Interfaces cannot derive from classes; only from other interfaces. Classes cannot derive from an interface multiple times.

	interface D
	{
	    void foo();
	}

	class A : D, D	// error, duplicate interface
	{
	}
	
An instance of an interface cannot be created.
	interface D
	{
	    void foo();
	}

	...

	D d = new D();		// error, cannot create instance of interface
	
Interface member functions do not have implementations.
	interface D
	{
	    void bar() { }	// error, implementation not allowed
	}
	
All interface functions must be defined in a class that inherits from that interface:
	interface D
	{
	    void foo();
	}

	class A : D
	{
	    void foo() { }	// ok, provides implementation
	}

	class B : D
	{
	    int foo() { }	// error, no void foo() implementation
	}
	
Interfaces can be inherited and functions overridden:
	interface D
	{
	    int foo();
	}

	class A : D
	{
	    int foo() { return 1; }
	}

	class B : A
	{
	    int foo() { return 2; }
	}

	...

	B b = new B();
	b.foo();		// returns 2
	D d = (D) b;		// ok since B inherits A's D implementation
	d.foo();		// returns 2;
	
Interfaces can be reimplemented in derived classes:
	interface D
	{
	    int foo();
	}

	class A : D
	{
	    int foo() { return 1; }
	}

	class B : A, D
	{
	    int foo() { return 2; }
	}

	...

	B b = new B();
	b.foo();		// returns 2
	D d = (D) b;
	d.foo();		// returns 2
	A a = (A) b;
	D d2 = (D) a;
	d2.foo();		// returns 2, even though it is A's D, not B's D
	
A reimplemented interface must implement all the interface functions, it does not inherit them from a super class:
	interface D
	{
	    int foo();
	}

	class A : D
	{
	    int foo() { return 1; }
	}

	class B : A, D
	{
	}		// error, no foo() for interface D
	

COM Interfaces

A variant on interfaces is the COM interface. A COM interface is designed to map directly onto a Windows COM object. Any COM object can be represented by a COM interface, and any D object with a COM interface can be used by external COM clients.
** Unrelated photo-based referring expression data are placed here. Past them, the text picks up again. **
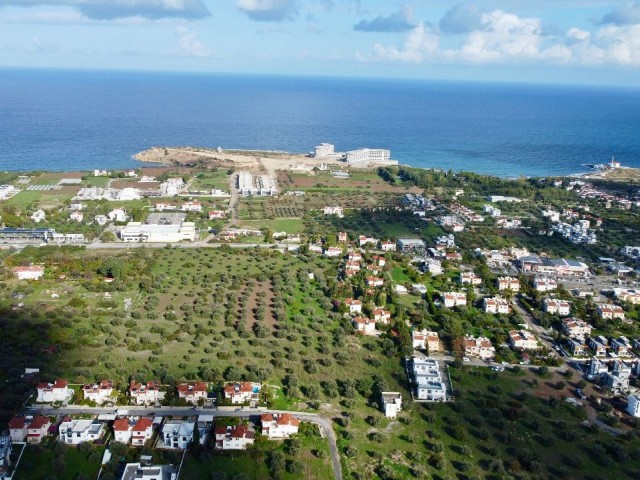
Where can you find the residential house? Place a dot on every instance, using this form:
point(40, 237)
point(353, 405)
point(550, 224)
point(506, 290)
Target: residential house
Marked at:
point(424, 366)
point(142, 432)
point(38, 216)
point(633, 405)
point(73, 432)
point(610, 311)
point(337, 211)
point(596, 367)
point(76, 216)
point(354, 256)
point(576, 328)
point(98, 392)
point(364, 240)
point(18, 429)
point(599, 345)
point(364, 325)
point(176, 434)
point(577, 347)
point(194, 206)
point(204, 424)
point(236, 437)
point(315, 248)
point(542, 284)
point(148, 394)
point(618, 378)
point(38, 428)
point(355, 306)
point(33, 272)
point(453, 256)
point(379, 260)
point(621, 346)
point(122, 429)
point(5, 456)
point(478, 347)
point(142, 471)
point(427, 377)
point(434, 267)
point(351, 265)
point(496, 305)
point(161, 207)
point(118, 215)
point(426, 340)
point(382, 316)
point(391, 404)
point(57, 391)
point(333, 252)
point(388, 246)
point(279, 425)
point(509, 283)
point(242, 392)
point(193, 392)
point(470, 278)
point(523, 340)
point(556, 307)
point(454, 299)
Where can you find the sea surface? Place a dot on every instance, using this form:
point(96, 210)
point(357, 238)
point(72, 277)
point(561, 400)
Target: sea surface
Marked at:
point(75, 120)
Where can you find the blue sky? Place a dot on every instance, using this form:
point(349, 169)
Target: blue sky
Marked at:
point(573, 41)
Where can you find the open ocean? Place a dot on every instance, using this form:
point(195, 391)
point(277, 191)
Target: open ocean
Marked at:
point(74, 120)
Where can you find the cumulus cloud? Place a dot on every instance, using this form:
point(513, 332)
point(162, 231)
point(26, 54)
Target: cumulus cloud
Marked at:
point(628, 15)
point(269, 10)
point(503, 37)
point(189, 45)
point(419, 45)
point(461, 18)
point(400, 21)
point(114, 9)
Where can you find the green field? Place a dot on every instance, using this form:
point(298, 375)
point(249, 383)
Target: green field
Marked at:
point(64, 463)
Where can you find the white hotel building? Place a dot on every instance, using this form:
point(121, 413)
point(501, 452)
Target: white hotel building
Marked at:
point(368, 155)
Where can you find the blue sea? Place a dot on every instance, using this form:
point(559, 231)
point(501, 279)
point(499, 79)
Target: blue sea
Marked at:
point(79, 120)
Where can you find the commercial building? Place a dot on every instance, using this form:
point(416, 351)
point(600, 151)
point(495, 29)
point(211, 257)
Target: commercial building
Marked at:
point(250, 185)
point(136, 232)
point(410, 244)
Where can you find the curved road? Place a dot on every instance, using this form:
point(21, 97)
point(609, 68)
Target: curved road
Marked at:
point(323, 423)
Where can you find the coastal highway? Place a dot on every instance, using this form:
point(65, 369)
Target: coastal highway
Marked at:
point(323, 423)
point(125, 246)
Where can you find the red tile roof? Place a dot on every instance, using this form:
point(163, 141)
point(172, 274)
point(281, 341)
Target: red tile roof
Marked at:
point(39, 421)
point(142, 425)
point(121, 425)
point(17, 423)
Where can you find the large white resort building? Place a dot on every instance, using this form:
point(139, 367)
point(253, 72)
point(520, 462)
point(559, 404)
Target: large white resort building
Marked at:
point(263, 185)
point(368, 155)
point(160, 227)
point(324, 150)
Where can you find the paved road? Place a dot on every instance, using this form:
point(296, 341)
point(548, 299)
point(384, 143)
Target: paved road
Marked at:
point(202, 244)
point(233, 199)
point(323, 423)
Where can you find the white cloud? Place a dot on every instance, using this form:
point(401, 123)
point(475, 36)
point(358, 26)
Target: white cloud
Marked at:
point(189, 45)
point(269, 10)
point(114, 9)
point(503, 37)
point(419, 45)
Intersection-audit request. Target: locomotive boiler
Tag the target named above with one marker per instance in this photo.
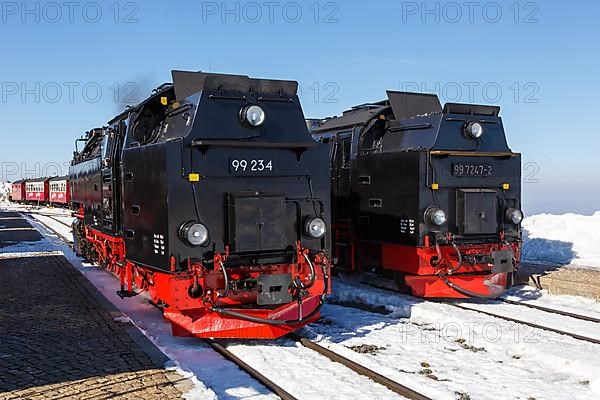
(211, 196)
(424, 196)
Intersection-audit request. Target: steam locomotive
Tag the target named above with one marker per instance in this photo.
(211, 196)
(429, 198)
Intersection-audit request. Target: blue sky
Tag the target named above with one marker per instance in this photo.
(537, 60)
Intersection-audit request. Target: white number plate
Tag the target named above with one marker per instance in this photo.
(243, 166)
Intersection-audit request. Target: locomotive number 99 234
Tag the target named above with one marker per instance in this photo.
(472, 170)
(258, 166)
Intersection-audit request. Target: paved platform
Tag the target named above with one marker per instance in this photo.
(15, 229)
(569, 280)
(59, 338)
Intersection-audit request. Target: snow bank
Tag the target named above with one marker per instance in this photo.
(5, 190)
(563, 239)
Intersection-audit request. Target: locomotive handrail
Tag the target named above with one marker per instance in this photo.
(242, 144)
(474, 153)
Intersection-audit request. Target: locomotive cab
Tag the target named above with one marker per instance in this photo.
(426, 195)
(211, 196)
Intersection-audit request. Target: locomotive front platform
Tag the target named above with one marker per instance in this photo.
(61, 340)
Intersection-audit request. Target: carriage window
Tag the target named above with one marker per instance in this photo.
(346, 144)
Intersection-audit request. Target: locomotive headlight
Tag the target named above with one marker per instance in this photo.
(315, 228)
(194, 233)
(435, 216)
(474, 130)
(253, 115)
(515, 216)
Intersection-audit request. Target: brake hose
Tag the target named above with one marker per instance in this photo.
(226, 291)
(280, 322)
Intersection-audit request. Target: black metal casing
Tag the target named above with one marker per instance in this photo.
(169, 161)
(394, 159)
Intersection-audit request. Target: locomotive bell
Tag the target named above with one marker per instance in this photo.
(253, 115)
(474, 130)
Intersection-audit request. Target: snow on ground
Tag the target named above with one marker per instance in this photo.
(433, 348)
(213, 376)
(563, 239)
(459, 352)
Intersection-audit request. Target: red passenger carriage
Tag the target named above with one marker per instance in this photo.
(60, 192)
(18, 191)
(37, 190)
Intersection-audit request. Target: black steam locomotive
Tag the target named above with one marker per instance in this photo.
(210, 195)
(428, 197)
A COM interface is defined as one that derives from the interface std.c.windows.com.IUnknown. A COM interface differs from a regular D interface in that:

  • It derives from the interface std.c.windows.com.IUnknown.
  • It cannot be the argument of a DeleteExpression.
  • References cannot be upcast to the enclosing class object, nor can they be downcast to a derived interface. To accomplish this, an appropriate QueryInterface() would have to be implemented for that interface in standard COM fashion.